Passage = um, the birth passage. Any obstructions, like say, YOUR SOFT TISSUE, will be rent asunder by the force of your uterus pushing an entire person through an inflexible space and...No, no, no. Calm down. Generally it works out. As long as your bones are wide enough to pass a head, you're fine. Ish.

Passenger = the important bit. The reason we're all here. There are one or two things that need to be perfect if Baby is going to be perfect:

1. Lie: longitudinal, transverse, oblique. (hint: transverse = bad)

2. Position: the way the head points - it should come halfway out at OT, then (like in the Exorcist) rotate spontaneously before shooting out at high speed in OA position.

3. Presentation: the bit that comes out first. Hope to see the back of the head. All else is doom.

4. Attitude: a real problem in kids these days. JK, attitude is the way they're flexed - if you see a chin first, that kid has BAD attitude and will need a caeser.

5. Station: how far into the pelvis we are. -1 is approaching the hole, +4 is leaving the building.

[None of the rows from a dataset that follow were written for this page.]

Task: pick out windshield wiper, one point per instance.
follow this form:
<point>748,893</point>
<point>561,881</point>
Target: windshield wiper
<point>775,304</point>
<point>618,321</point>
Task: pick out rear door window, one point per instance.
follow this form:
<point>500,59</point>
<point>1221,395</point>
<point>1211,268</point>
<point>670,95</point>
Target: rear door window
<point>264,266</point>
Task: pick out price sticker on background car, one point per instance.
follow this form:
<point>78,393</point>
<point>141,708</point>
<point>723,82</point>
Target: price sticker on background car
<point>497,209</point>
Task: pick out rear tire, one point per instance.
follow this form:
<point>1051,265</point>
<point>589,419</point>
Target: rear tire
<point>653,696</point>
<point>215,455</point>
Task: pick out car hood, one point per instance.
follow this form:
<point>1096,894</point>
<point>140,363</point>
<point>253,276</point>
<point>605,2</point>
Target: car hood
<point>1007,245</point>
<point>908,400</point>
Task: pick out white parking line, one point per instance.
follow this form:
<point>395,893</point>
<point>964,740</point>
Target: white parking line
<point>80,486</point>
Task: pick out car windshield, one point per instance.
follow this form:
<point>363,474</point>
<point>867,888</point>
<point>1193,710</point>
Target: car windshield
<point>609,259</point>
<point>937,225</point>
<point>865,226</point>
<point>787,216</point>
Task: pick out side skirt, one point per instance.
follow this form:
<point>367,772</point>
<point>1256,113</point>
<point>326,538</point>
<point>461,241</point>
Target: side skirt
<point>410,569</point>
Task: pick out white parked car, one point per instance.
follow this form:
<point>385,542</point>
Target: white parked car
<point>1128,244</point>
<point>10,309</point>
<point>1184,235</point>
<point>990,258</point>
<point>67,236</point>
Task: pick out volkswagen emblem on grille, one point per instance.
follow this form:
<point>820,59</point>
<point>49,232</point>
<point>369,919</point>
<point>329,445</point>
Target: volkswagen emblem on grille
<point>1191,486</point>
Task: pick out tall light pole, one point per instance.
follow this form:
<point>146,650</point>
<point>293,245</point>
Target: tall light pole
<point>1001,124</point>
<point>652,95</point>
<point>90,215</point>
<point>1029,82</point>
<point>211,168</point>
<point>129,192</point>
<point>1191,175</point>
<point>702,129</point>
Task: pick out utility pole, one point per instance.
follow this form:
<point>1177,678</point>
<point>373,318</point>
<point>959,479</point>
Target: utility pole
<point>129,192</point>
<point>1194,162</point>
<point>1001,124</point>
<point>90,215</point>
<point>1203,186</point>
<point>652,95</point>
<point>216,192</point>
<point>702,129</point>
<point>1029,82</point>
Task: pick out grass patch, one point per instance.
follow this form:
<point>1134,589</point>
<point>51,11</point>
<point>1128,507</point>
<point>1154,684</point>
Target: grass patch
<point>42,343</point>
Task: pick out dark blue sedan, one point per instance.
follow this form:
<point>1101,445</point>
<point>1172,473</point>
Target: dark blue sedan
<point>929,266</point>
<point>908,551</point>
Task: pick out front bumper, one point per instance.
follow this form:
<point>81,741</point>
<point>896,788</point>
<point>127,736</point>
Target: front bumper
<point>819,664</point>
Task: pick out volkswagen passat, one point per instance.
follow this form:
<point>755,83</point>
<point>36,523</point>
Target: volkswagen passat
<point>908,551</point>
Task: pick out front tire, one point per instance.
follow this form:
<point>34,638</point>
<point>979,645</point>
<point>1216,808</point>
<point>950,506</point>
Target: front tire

6. Size: less than 9lbs would be nice. More than 9 and we start to have tears. Rhymes with beers tears and rhymes with cares tears. So many tears. Note to self: don't date men who brag about what big babies they were.

Also, if there is more than one baby, or baby has devil-horns or a tail, this will make things interesting. If things are interesting, something's going wrong.

So there you have it. Three simple components, each with 3-5 sub-requirements, 6 caveats, 4 additional notes and a partridge in a pear tree. Having babies is hard.

Making babies? That's a whole other post.